Member of the Michigan House of Representatives from the 94th district
- In office January 1, 1999 – December 31, 2004
- Preceded by: Michael Goschka
- Succeeded by: Roger Kahn

Personal details
- Born: April 29, 1949 (age 77)
- Party: Republican
- Spouse: Maureen
- Education: Delta College (A.A.) Saginaw Valley State University (B.S.) Cooley Law School (J.D.)

Military service
- Branch/service: United States Air Force
- Years of service: 1967-1971
- Rank: Sergeant
- Battles/wars: Vietnam War

= Jim Howell (Michigan politician) =

American politician

James C. Howell (born April 29, 1949) is an American lawyer and politician from Michigan.
He is a former member of the Michigan House of Representatives who represented a portion of Saginaw County from 1999 through 2004.

He attended Millington High School and is a 1967 graduate of St. Paul's Seminary in Michigan.

He graduated from Delta College with an Associate of Arts, Saginaw Valley State University with a Bachelor of Science, and from Cooley Law School with a Juris Doctor.

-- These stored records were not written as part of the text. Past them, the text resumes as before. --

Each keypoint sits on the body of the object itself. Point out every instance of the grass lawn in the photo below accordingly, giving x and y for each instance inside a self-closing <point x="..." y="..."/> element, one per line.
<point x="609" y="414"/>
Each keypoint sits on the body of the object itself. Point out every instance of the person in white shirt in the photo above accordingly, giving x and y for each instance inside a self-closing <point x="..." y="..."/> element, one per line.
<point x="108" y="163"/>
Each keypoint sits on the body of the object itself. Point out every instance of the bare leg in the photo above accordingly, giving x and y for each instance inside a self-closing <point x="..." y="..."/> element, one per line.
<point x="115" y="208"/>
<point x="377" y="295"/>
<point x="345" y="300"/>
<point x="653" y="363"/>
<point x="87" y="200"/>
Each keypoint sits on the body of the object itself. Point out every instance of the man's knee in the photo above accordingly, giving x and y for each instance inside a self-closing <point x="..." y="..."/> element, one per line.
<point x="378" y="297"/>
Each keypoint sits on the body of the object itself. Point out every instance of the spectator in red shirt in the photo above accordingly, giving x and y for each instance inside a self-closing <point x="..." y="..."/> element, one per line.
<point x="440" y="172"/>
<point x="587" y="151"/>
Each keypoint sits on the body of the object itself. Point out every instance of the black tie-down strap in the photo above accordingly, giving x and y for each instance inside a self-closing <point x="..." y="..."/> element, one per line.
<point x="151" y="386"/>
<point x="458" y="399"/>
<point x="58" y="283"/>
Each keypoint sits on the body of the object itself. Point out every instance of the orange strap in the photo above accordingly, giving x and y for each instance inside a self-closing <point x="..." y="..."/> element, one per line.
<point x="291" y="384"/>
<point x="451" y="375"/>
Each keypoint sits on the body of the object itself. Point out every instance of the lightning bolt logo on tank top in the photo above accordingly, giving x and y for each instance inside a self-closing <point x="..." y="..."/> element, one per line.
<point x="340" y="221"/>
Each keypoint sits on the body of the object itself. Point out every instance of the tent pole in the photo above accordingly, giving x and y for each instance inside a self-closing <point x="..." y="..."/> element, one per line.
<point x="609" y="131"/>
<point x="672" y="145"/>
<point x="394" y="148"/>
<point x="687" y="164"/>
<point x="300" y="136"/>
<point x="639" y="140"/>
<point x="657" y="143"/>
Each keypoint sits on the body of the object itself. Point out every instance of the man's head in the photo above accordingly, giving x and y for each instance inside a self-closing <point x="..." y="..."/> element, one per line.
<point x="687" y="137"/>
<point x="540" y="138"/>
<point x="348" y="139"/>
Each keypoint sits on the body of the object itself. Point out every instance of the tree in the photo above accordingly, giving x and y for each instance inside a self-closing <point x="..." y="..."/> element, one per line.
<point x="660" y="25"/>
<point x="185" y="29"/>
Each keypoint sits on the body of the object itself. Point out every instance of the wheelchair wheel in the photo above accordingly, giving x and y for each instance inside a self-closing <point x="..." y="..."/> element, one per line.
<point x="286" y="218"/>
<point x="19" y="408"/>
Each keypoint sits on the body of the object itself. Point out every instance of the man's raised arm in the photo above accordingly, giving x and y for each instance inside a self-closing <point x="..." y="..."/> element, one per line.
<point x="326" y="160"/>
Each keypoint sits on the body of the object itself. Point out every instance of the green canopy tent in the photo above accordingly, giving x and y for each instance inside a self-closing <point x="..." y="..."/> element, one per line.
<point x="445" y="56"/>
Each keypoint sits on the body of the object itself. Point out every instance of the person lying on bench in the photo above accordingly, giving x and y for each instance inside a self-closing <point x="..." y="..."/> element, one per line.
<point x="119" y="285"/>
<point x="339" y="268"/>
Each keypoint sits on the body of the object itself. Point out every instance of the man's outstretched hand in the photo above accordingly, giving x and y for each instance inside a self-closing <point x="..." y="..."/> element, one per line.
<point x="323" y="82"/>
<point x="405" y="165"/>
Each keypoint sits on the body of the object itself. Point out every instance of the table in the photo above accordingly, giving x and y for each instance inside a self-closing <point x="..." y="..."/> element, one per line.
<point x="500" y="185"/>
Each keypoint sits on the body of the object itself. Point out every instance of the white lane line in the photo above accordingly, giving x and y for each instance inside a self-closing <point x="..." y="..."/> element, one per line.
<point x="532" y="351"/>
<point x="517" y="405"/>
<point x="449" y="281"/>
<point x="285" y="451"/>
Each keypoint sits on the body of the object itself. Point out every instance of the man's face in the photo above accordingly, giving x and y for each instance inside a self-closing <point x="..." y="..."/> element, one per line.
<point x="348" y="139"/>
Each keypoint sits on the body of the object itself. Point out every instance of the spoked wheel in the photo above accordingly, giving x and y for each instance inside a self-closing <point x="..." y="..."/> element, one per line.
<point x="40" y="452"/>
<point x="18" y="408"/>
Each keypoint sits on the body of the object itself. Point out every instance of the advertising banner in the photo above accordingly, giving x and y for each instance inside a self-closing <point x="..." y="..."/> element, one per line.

Howell was an air traffic controller in the United States Air Force and an officer with the Saginaw County Sheriff's Department and the Saginaw Police Department from 1972 to 1981. He also was an attorney for Dow Chemical from 1981 to 1983, and practiced privately from 1983 until his election to the House in 1998.

Howell is a vocal advocate for Michigan's system of no-fault auto insurance because his son was critically injured in an accident in 2005.

From 2005 to 2009 he was an Assistant Attorney General of Michigan.

Since 2010 he has served as President of Sammael, Inc.

He was a judicial candidate for the 10th Circuit Court in Michigan in 2010. He lost to James Borchard.